J’ai insisté sur le fait que ce dossier ne date pas d’hier. L’idée d’avoir un terrain par province, pour canaliser la pratique dans des conditions maîtrisées, est travaillée depuis la législature précédente. Le ministre a annoncé une rencontre prochaine avec la ministre des Sports et des Infrastructures sportives afin d’aborder la question des permis liés au motocross. Mais sur le volet environnemental, son rôle est central. C’est bien là que se situe le cœur de l’équilibre à trouver.

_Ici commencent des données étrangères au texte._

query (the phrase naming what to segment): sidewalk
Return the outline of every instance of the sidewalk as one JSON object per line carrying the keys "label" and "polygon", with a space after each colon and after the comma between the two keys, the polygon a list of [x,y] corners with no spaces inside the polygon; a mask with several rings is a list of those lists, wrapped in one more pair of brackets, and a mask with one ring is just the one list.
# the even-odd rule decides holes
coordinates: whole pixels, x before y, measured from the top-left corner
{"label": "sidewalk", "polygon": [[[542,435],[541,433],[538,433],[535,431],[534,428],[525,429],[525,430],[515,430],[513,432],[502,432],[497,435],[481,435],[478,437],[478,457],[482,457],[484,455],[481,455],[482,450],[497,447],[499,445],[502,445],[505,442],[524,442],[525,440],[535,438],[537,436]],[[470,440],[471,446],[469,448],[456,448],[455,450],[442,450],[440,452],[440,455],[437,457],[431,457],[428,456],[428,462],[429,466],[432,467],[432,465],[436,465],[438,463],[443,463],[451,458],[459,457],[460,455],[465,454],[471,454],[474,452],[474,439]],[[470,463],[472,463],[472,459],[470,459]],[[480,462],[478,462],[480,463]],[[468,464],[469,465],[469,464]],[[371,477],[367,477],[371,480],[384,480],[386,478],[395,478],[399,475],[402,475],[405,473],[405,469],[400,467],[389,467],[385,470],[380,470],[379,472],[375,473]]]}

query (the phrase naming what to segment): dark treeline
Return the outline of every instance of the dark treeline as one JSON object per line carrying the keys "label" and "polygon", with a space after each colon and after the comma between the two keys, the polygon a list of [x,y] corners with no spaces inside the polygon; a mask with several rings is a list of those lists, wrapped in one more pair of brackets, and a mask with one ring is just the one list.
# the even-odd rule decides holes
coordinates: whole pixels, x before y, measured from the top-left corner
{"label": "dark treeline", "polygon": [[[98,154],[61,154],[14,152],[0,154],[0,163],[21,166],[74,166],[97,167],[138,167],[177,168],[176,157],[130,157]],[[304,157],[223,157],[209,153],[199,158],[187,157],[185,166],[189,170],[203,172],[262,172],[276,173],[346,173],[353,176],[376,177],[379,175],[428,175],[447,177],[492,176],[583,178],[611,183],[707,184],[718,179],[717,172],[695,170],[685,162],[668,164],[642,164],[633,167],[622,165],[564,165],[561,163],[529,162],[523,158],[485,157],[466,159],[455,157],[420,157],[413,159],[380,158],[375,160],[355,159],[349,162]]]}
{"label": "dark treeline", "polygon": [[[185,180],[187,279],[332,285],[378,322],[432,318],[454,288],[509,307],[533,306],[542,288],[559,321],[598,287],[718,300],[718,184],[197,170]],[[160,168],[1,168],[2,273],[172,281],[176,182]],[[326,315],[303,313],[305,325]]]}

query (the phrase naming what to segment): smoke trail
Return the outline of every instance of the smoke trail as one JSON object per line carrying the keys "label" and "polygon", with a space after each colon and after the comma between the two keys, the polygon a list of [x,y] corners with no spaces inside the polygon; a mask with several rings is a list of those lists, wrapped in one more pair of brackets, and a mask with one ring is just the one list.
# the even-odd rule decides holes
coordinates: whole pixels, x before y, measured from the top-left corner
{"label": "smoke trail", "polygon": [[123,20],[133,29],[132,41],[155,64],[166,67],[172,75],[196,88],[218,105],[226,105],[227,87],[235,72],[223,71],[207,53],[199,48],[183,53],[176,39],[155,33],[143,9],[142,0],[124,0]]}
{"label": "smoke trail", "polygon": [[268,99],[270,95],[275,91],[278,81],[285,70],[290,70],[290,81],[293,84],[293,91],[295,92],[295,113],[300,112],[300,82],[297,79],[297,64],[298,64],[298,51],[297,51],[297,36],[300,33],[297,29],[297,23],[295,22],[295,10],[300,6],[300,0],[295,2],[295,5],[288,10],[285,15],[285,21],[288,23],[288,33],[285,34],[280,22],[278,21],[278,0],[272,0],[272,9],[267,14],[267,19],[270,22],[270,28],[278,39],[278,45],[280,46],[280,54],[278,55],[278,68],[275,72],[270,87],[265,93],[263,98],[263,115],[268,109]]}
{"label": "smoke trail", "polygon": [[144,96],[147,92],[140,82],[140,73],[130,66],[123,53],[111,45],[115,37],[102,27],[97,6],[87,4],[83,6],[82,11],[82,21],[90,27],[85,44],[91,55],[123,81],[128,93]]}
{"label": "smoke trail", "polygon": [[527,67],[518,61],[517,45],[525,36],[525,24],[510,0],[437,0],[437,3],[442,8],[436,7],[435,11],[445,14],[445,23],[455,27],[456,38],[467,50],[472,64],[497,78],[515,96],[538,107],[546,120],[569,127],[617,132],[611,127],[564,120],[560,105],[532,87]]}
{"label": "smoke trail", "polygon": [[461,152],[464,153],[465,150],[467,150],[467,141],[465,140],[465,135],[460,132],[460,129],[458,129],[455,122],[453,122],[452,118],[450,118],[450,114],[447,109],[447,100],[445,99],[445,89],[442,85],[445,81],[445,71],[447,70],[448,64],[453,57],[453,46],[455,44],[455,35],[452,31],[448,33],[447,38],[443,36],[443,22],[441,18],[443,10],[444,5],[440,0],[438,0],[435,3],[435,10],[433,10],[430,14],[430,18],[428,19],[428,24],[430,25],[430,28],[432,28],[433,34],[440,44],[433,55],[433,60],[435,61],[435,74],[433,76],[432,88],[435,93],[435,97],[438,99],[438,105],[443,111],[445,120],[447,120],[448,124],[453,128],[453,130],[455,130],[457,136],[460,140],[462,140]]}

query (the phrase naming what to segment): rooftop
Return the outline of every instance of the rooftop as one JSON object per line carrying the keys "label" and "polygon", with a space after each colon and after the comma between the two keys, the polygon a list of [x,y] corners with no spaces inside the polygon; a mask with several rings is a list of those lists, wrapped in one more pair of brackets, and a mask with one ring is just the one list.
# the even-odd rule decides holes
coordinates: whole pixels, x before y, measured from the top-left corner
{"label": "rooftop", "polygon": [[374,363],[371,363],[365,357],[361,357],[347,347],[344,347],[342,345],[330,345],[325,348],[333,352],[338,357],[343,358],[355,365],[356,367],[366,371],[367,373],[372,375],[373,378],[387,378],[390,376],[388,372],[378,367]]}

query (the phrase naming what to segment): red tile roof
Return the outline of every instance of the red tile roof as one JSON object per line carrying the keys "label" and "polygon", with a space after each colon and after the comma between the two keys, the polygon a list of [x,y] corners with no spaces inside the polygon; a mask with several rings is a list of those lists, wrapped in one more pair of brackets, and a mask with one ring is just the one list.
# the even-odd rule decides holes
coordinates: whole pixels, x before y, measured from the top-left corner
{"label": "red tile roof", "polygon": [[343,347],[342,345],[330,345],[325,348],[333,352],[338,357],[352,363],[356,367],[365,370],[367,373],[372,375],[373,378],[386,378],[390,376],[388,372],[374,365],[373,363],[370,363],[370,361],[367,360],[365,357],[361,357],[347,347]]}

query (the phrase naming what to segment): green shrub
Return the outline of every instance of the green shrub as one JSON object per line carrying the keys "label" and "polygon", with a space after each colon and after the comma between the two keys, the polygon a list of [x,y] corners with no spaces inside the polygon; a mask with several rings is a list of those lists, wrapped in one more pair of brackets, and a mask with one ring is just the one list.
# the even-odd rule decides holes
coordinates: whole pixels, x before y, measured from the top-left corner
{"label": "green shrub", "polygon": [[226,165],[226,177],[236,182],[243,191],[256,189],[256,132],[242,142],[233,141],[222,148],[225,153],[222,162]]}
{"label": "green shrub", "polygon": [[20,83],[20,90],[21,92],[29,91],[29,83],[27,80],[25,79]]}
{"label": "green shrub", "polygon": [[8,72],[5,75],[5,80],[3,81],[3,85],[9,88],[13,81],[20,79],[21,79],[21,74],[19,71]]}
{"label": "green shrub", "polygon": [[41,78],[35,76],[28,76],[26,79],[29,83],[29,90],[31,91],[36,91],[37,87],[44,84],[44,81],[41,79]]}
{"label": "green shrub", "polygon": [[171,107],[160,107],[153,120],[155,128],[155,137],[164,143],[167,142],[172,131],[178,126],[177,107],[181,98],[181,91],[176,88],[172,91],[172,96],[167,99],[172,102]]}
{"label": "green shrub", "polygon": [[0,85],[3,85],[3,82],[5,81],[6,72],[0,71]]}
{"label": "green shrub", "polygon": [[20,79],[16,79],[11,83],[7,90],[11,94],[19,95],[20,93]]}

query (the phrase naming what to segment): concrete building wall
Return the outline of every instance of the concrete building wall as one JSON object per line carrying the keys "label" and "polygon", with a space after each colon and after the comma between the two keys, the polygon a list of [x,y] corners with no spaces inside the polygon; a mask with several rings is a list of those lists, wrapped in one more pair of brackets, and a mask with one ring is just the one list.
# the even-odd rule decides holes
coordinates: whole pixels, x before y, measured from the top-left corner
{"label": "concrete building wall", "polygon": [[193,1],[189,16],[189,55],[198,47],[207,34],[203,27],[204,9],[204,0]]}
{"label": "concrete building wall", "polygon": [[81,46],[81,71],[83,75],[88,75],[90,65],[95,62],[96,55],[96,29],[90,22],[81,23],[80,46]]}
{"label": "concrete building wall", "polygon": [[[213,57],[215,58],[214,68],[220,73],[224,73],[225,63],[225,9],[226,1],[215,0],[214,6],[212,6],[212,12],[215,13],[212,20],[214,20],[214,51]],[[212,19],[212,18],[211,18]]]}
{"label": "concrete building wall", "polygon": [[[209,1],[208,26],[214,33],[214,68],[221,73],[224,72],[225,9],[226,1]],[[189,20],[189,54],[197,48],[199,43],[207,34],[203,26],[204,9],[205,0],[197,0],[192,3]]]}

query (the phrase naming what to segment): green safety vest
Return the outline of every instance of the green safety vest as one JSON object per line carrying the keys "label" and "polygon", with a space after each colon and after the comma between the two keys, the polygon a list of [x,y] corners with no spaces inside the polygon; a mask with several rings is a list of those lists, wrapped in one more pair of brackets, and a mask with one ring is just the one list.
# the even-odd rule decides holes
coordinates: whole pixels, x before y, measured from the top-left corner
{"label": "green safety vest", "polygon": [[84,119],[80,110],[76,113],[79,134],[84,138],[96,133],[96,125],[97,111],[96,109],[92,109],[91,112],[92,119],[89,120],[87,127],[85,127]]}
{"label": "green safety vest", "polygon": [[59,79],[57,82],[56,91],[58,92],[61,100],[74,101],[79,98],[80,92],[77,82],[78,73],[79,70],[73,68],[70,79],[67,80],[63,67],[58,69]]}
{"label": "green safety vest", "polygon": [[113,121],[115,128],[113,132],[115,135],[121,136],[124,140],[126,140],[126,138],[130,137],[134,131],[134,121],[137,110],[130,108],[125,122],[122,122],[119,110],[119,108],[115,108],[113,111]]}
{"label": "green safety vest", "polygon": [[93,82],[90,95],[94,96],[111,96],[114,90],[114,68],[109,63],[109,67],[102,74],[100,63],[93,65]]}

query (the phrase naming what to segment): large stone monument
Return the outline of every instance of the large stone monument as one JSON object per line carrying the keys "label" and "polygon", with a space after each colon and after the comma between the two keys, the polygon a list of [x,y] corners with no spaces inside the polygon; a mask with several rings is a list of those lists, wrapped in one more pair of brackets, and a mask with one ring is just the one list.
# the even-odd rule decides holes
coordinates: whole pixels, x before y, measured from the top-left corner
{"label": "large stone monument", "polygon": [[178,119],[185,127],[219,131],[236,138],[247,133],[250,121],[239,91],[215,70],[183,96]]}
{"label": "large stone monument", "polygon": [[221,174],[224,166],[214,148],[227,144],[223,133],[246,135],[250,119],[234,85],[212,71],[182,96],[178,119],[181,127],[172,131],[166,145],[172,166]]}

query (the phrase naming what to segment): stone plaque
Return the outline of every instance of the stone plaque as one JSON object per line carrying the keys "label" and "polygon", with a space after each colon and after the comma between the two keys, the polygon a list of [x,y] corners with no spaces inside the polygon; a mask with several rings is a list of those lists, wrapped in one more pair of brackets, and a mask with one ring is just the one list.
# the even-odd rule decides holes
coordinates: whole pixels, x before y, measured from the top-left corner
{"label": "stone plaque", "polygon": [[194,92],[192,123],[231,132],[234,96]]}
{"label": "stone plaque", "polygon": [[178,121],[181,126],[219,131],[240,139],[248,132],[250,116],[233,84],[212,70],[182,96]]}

Je me réjouis d’entendre qu’il reconnaît l’intérêt de circuits autorisés et encadrés. La fédération veut avancer dans le respect des normes et des contraintes. Il y a là une opportunité de sortir d’une opposition stérile entre défense de l’environnement et pratique sportive. Encadrer intelligemment, c’est protéger à la fois les riverains, la nature et les passionnés.

Je reste convaincu que la meilleure réponse n’est ni l’interdiction pure et simple ni le laisser-faire, mais l’organisation responsable. Si nécessaire, je proposerai une visite de terrain, à Lierneux ou à Bertrix, pour constater concrètement les dispositifs environnementaux mis en place. Parce que sur ces questions, rien ne remplace l’observation et le dialogue.